里依紗の話③

「俺、頭痛いから寝るわ」


譲は、そう言って行ってしまった。


私、本当は知ってた。


譲が、こうやって言われるのが嫌いな事…。


明子に子供が産まれた時も言ったから、「精子が薄いんじゃない」って…。


千里に子供が産まれた時も言ったから、「精子が薄いんじゃない」って…。


まだ、夕方の5時だよ。


私は、頭痛薬とペットボトルの水を持って寝室をあけた。


知ってたの、譲が泣いてるの


「うー、ああっ…うっっ」


声を押さえて、泣いてるの知ってたの。


【ごめんね】を言えなかった。


「頭、痛む?」


「大丈夫」


涙が流れてるの知ってたよ。


「頭痛薬飲む?」


「大丈夫」


「譲、しようか?」


「妊娠しないよ」


酷い言葉を私は、譲に言わせた。


「今日は、安全日だったかな?」


酔ってるはずが、頭が冷静になっていく。


「違うよ」


「何?」


「俺としても、妊娠しないよ」


「わかんないじゃん」


「しないよ、たぶん。

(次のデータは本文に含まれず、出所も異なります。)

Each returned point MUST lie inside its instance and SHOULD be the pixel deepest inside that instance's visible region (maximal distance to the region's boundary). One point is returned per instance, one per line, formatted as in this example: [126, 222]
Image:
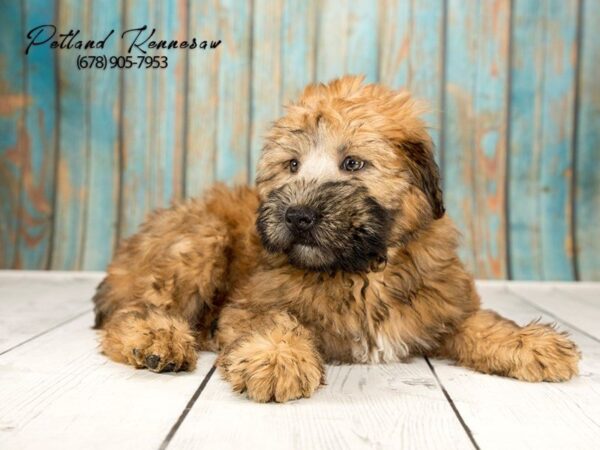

だって、三年間避妊してないから」


「わかんないよ、譲。だから、しよう」


譲は、優しいから今日はそんな気分じゃないよとか言わなかった。


ただ、譲の上に乗ってる私に手を当てて、「俺としても妊娠しないよ」って何度も言った。


妊娠しなくたっていいじゃない。


コミニュケーションだよ。


私は、譲が欲しいんだよ。


上手に言葉を伝えられなくて、綺麗な言葉を並べられなくて…。


「わかんないよ!だから、しよう」


その言葉を泣いてる譲に、繰り返した。


全てが、終わると譲はいっつも抱き締めてくれるのに…。


抱き締めてくれなかった。


「おやすみ」


そう言って、泣きながら横を向いた。


「赤ちゃん、出来たかもよ」


「だと、いいね」


「譲が、頑張ったから妊娠したよ!絶対」


「だと、いいね」


「赤ちゃん、出来たら嬉しいでしょ?」


「そうだね」


きっと、譲の心は限界だったんだよね。


そして、二週間後。


「生理が遅れてるんだよー」って私はいつもニコニコしながら検査薬をして…。


真っ白な検査薬を睨み付けて、ゴミ箱に捨てて!


「どうして?なんで?なんで?しないのよ?」


譲にヒステリックに怒鳴りつけるの。


「だから、しないって言っただろ」


「そんなわけない!生理だって遅れてたもん。ちゃんとチェッカーだってついてたもん」


「だから…」


譲の目に、涙が溜まってるのがわかっていた。


なのに、言葉を止められなかった。


「もう、いい」


そうじゃないよ、ごめんねって言わなくちゃいけなかったんだよ。


不妊に悩んでる夫婦でも、幸せそうな人が、ネットの世界にはたくさんいた。


なのに、私はその人達にはなれなかった。